Volgens Mosmans woonde Jeroen Bosch in zijn huis met zijn echtgenote Aleid en twee dienstboden en zonder kinderen. Zijn neef Paul Wijnants, het enig zoontje van zijn schoonzuster Geertruud van de Meervenne en de reeds overleden burgemeester van Zandwijk, komt in 1495 op 18-jarige leeftijd bij hem inwonen. Als hij meerderjarig is, gaat hij op zichzelf wonen achter het Stadhuis. Hij is toen gehuwd.

Was Jeroen Bosch een belangrijke belastingbetaler? Was Jeroen Bosch een welgesteld en aanzienlijk man in de stad ’s Hertogenbosch? Vandenbroeck geeft te kennen dat wat Nederland betreft, het gebrek aan historisch onderzoek over sociaal-geografie en stedelijke gelaagdheid, een eerste probleem is. Hoe aanzienlijk was iemand, in welke sociale laag kan men hem plaatsen?

In het geval van Jeroen Bosch zijn er wel aanwijzingen om zijn sociale stand te bepalen aanwezig, zo meent hij. De vader van Jeroen Bosch bezat reeds in 1462 een stenen huis op de Bossche Markt, dat na zijn dood op zijn zoon Goesen overging. In 1499 waren Jeroens broers allen overleden. Zijn veel bezittingen aan Jeroen overgegaan? In 1507/1508 wordt Jeroen aangeslagen voor 3 gulden en 10 stuivers. Het lijdt geen twijfel dat eigenaars van een stenen huis op de Markt welgesteld moeten zijn geweest, volgens Vandenbroeck. Jeroen bestuurt als echtgenoot en vertegenwoordiger van Aleid sommige stukken grond waardoor onenigheden ontstaan tussen het echtpaar en Aleids broer over het familiebezit.

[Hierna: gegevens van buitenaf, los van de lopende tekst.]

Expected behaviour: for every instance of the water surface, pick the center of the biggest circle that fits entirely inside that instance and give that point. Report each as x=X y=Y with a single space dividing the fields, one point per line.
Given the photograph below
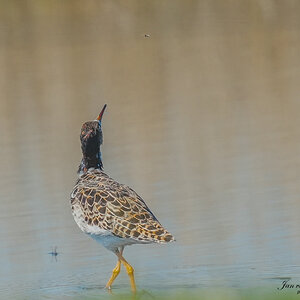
x=203 y=121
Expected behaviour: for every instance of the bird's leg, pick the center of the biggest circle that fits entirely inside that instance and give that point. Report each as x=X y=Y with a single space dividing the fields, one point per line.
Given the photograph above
x=115 y=271
x=129 y=270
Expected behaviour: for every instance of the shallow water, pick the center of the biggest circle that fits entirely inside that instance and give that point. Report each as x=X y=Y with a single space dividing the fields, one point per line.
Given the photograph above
x=203 y=121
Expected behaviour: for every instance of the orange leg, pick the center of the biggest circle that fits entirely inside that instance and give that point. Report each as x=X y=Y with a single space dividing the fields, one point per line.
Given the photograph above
x=115 y=271
x=129 y=270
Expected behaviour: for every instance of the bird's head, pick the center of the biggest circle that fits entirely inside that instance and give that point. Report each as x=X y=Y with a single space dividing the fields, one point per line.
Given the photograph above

In de laatste jaren van de vijftiende eeuw moet Jeroen Bosch zijn welstand aanzienlijk hebben verhoogd en ging hij zelfs tot de financiële top behoren. Jeroen Bosch was nog welgestelder dan met tot nu toe aannam. Volgens Vandenbroeck heeft deze hoge financiële positie niet automatisch geleid tot een even hoge sociale positie. Hij was en bleef een ambachtsman, zeker in de ogen van zijn stads-en standsgenoten. Beoefenaars van de ‘artes liberales’ of ‘vrije kunsten’, zoals geleerden, renteniers etc. stonden een trap hoger op de sociale ladder.

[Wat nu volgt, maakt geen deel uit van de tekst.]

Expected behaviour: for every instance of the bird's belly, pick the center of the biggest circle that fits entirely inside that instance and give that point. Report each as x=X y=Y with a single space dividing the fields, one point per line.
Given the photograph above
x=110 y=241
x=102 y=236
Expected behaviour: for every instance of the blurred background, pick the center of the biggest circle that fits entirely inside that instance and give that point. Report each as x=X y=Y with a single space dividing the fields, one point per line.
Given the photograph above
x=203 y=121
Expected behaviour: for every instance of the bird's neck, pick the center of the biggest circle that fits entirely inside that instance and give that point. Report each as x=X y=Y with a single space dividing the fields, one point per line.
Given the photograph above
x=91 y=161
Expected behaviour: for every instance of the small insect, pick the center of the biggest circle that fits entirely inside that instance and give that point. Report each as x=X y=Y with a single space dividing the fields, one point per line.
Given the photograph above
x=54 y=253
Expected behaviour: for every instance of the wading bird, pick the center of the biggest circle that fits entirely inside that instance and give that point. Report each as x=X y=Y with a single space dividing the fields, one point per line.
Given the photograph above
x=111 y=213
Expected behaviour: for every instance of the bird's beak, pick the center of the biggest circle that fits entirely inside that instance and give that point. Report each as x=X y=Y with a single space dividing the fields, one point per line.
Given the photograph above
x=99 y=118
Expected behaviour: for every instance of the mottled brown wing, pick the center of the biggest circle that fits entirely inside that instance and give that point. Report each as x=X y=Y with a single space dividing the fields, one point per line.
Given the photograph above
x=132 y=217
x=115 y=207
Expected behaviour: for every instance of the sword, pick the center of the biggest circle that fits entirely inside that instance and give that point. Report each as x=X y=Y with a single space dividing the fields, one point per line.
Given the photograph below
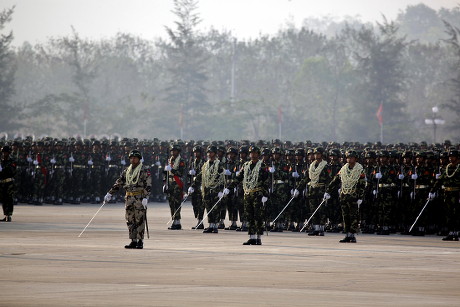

In welk sociaal milieu leefde Jeroen Bosch, is de tweede vraag die gesteld kan worden. Wij weten dat de buren van Jeroen Bosch, Jan Goyarts Heer, vleeshouwer, en Dirk van den Eijnde, kangieter, waren. In de buurt woonden ook Aert van Groch, die kleersnijder was. Het was dus minstens ten dele een handwerkliedenbuurt. Blijkens de afbeelding van de Bossche Lakenmarkt (rond 1525 geschilderd), waren de huizen daar merendeels van steen en van gemiddeld vier verdiepingen (gelijkvloers inbegrepen). Het  was dus een ‘deftige’ en ‘rijke’ buurt.

Een gegeven dat volgens Vandenbroeck opheldering kan verschaffen over de sociale status en de eventuele intellectuele opleiding van Jeroen Bosch is een vermelding in het register der overledenen van de O.L.Vrouwe Broederschap (rek. 1516-17) : “Jheronimus van Acken Maelder, gezworen brueder.” Daarbij concludeert Vandenbroeck nog verder dat Bosch clericus was, d.w.z. dat hij één der lagere wijdingen ontvangen had waaraan een vorm van intellectuele opleiding vooraf gegaan was. Bosch stond volgens hem in een hoog maatschappelijk aanzien.  Deze status, die hij op vrij jeugdige leeftijd (ca 38 jaar) genoot, moet wel voor een ‘ambachtsman’, want dat was hij toch, uitzonderlijk hoog zijn geweest.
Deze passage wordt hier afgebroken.